At Hotel Jen, robots Jeno and Jena ride lifts and deliver amenities and in-room meals to guests. Equipped with advanced sensors, they can avoid obstacles in their paths and can even make phone calls to guests’ rooms.
YOTEL Singapore’s Yoshi and Yolanda robots are the first in the world with Simultaneous Localisation and Mapping (SLAM). Programmed to move autonomously and even take lifts to make deliveries to guests, they come with touchscreen, motion sensors and compartments for storage. Both robots have their own unique personalities and voices as well as facial expressions.
Andaz Singapore Hotel by Hyatt piloted a chatbot that helps customers from pre-booking right to their entire stay. The chatbot can attend to requests, and make recommendations on places of interest and food destinations.
At schools, students are not just learning robotics, they are learning from robots.
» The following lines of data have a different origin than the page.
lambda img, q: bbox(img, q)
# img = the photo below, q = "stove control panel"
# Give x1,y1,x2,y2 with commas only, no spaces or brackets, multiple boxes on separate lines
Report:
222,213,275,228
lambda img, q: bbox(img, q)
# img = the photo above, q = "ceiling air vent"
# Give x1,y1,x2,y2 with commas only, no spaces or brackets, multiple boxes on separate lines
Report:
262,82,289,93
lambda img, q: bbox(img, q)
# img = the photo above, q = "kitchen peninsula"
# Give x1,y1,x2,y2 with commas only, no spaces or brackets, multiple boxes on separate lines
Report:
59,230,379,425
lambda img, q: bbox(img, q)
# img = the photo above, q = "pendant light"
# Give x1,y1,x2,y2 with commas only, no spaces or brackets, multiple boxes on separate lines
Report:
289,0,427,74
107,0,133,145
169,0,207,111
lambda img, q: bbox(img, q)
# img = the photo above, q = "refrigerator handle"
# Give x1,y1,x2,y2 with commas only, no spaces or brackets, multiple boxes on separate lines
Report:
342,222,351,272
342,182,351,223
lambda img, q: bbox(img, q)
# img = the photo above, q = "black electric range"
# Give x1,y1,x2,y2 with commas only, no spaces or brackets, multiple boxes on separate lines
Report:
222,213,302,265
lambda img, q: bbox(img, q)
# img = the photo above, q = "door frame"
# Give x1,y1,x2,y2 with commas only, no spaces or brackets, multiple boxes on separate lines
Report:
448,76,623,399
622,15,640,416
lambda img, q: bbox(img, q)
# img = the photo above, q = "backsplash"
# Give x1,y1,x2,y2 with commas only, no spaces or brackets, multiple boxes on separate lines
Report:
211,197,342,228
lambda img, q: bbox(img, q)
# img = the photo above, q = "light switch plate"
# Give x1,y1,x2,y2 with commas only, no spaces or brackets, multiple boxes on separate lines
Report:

Nao, who works at Crosscoop Singapore, was tested at MY World Preschool in Bukit Panjang where it taught children through dance.
My First Skool Jurong Point was part of a six-month trial in which Pepper, a humanoid robot developed by Japanese corporation Softbank Robotics, taught the preschool’s six-year-olds. Using interactive activities such as stories, memory games, songs and dances, Pepper assisted the teachers in making lessons effective and fun.
Little ones are not the only beneficiaries of robot teachers. In 2014, Lions Befrienders Senior Activity Centre at Mei Ling Street became the first to test out RoboCoach. The human-sized social robot developed by Ngee Ann Polytechnic (NP) students led the elderly in exercises using motion sensing technology. Since then, more RoboCoaches have been built and sent to work as companion bots.
Apart from being able to work longer than humans, robots can go where it is unsafe for humans to. This makes them eminently suitable for dangerous jobs. In 2018, the Singapore Civil Defence Force (SCDF) unveiled a new portable emergency responder robot, the Red Rhino Robot or 3R. 3R has autonomous firefighting capabilities and is set to work in teams with three other human firefighters. Also introduced was a Life Detection Robot which can help rescuers detect human life in urban search and rescue missions.
In July 2015, a swan-like GPS-guided robot drew much attention when it was introduced. Designed to blend in with its surroundings, the robot can take critical water quality measurements and transmit the results to researchers wirelessly. Because it is guided by GPS, the robot will not check the same area twice, making it highly efficient.
Most may not think about it but Singapore already has robots in many homes in the form of robot vacuum cleaners. The robots powered by Artificial Intelligence (AI) are part of a slew of consumer robots that include lawn mowers and pool cleaners. Nearly 100 million of these are expected to be shipped worldwide between 2015 and 2020 according to market intelligence firm Tratica.